The booklet accompanying this CD is minimalist in style. We read on the back of the box that IDIS stands for Istituto Discografico Italiano, and, in the booklet, that the re-mastering was done in September 2011 by Danilo Prefumo. There is a track-list, but other than that, nothing. So it’s thanks to an earlier, EMI Phoenixa CD, that we learn that all three works were recorded at the Free Trade Hall in Manchester, the Variations in June 1956, the Elegy in December 1956, and the Cello Concerto in May 1957. We also learn that the Variations was recorded by none other than Wilma Cozart and Harold Lawrence, responsible for so many stunning recordings on the Mercury label. The re-mastering on the EMI CD is credited to Michael Dutton, as it also is on an even earlier, PRT CD, coupling the two principal works. The performance of the Cello Concerto has also been issued by Testament, coupled with Navarra’s performance of the Dvor(ák Concerto.
Older collectors will probably remember these performances from their appearance on a Pye LP. I hope they hold them in the same affection as I do. They are splendid performances, and no allowance need be made for the fact that they are more than half a century old. The “Enigma” bristles with energy and passion. I am always ready to forgive Barbirolli his indulgences, but it’s not necessary in this most ardent and impulsive performance. I wish he hadn’t encouraged his woodwind players to distort the rhythm of poor Dorabella’s stuttering little phrase, but this is my only disappointment. André Navarra’s performance of the Cello Concerto, a work particularly close to the conductor’s heart, is magnificent. It’s a matter of taste, perhaps, but when the inevitable comparisons are made between this reading and Barbirolli’s later one with Jacqueline du Pré, Navarra wins for me, a performance all the more moving for its emotional restraint. It is not cold, but the heart is not visible on the sleeve. It is certainly closer in spirit to Elgar’s own recorded performance with Beatrice Harrison (though that performance is altogether too businesslike for my liking.) Only the scherzo, at a fairly deliberate tempo, might disappoint some listeners.
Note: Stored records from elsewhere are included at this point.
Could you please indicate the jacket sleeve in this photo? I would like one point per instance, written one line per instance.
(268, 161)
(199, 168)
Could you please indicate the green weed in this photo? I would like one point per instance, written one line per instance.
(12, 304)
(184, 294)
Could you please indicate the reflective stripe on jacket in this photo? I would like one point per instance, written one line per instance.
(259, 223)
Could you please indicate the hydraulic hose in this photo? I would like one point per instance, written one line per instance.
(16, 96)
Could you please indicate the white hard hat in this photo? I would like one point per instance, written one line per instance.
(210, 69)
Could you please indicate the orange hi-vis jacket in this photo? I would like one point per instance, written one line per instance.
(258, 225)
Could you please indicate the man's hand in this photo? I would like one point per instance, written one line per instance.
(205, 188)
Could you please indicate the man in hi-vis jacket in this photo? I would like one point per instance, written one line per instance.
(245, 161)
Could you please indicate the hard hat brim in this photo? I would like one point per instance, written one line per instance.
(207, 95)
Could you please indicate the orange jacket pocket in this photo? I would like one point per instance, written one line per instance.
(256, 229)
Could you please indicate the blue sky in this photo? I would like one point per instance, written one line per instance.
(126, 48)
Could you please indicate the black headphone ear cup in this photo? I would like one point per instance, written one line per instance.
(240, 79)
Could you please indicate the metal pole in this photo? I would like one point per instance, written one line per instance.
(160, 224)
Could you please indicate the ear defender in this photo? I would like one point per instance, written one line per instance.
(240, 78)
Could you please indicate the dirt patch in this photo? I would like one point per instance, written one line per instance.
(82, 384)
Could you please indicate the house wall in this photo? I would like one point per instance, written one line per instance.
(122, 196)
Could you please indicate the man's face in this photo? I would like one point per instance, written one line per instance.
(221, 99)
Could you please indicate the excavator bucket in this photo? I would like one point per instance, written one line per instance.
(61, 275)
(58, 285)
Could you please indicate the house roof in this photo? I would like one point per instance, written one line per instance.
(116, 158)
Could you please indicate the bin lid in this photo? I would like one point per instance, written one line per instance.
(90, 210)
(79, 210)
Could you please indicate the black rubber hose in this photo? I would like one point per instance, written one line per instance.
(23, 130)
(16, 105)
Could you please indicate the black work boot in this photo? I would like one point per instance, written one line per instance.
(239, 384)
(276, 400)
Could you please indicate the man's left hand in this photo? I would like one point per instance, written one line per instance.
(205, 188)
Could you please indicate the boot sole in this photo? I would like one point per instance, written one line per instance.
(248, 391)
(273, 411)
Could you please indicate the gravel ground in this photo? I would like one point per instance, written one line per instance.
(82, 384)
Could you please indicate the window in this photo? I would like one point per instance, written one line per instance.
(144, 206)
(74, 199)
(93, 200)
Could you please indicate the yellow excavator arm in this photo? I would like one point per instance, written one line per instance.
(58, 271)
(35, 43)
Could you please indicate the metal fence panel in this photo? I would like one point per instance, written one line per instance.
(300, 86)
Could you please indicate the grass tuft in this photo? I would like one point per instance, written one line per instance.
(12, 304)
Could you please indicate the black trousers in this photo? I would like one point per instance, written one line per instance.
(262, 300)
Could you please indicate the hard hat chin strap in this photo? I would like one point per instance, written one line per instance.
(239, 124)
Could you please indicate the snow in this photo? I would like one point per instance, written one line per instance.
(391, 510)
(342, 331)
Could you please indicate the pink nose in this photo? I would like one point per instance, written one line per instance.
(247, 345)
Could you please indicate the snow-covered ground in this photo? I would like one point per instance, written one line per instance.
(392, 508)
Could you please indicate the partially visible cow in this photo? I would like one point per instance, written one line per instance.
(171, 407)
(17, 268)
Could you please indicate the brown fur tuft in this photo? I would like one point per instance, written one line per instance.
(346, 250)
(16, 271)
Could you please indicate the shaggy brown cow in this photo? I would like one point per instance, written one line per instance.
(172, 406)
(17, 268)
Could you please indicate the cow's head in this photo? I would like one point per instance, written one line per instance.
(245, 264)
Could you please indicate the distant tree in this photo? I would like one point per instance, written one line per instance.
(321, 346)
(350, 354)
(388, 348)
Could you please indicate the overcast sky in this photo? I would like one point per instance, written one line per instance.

Unfortunately, there are some problems. The first one is very near the start. “Enigma” was recorded in stereo, but for some reason, in this Italian transfer, the opening is in mono, reverting to stereo only at the beginning of the first variation. Since this variation follows without a break what actually happens is that the first violins, holding a B natural over the bar-line, suddenly shoot off to the left in mid-note, a most disconcerting effect. For the rest the re-mastering seems to have been expertly done, but are those very few traces of distortion in louder passages slightly more pronounced in the IDIS disc than in either of Michael Dutton’s (which may be one and the same for all I know)? The Cello Concerto seems only to have been recorded in mono, but that should certainly not discourage you. What has not been well managed are the breaks between movements. The Cello Concerto follows only four seconds after the triumphant close of “Enigma”, so you need to programme the player or be very nimble on your feet if you don’t want any spillage. Almost worse than this is the virtual absence of any pause at all between the scherzo of the Concerto and the sublime slow movement. You really do need a few moments of preparation here. The disc ends with the touching, short Elegy – a good idea in programme terms – but the three second gap is sadly inadequate.
The PRT issue – with, remarkably, an even less informative booklet than the current issue – is very hard to find now. With a bit of searching you can locate copies of the EMI issue. It really is worth it, as the disc has been better managed than this one, and includes a superb performance of the Introduction and Allegro for Strings, recorded the day after the Elegy.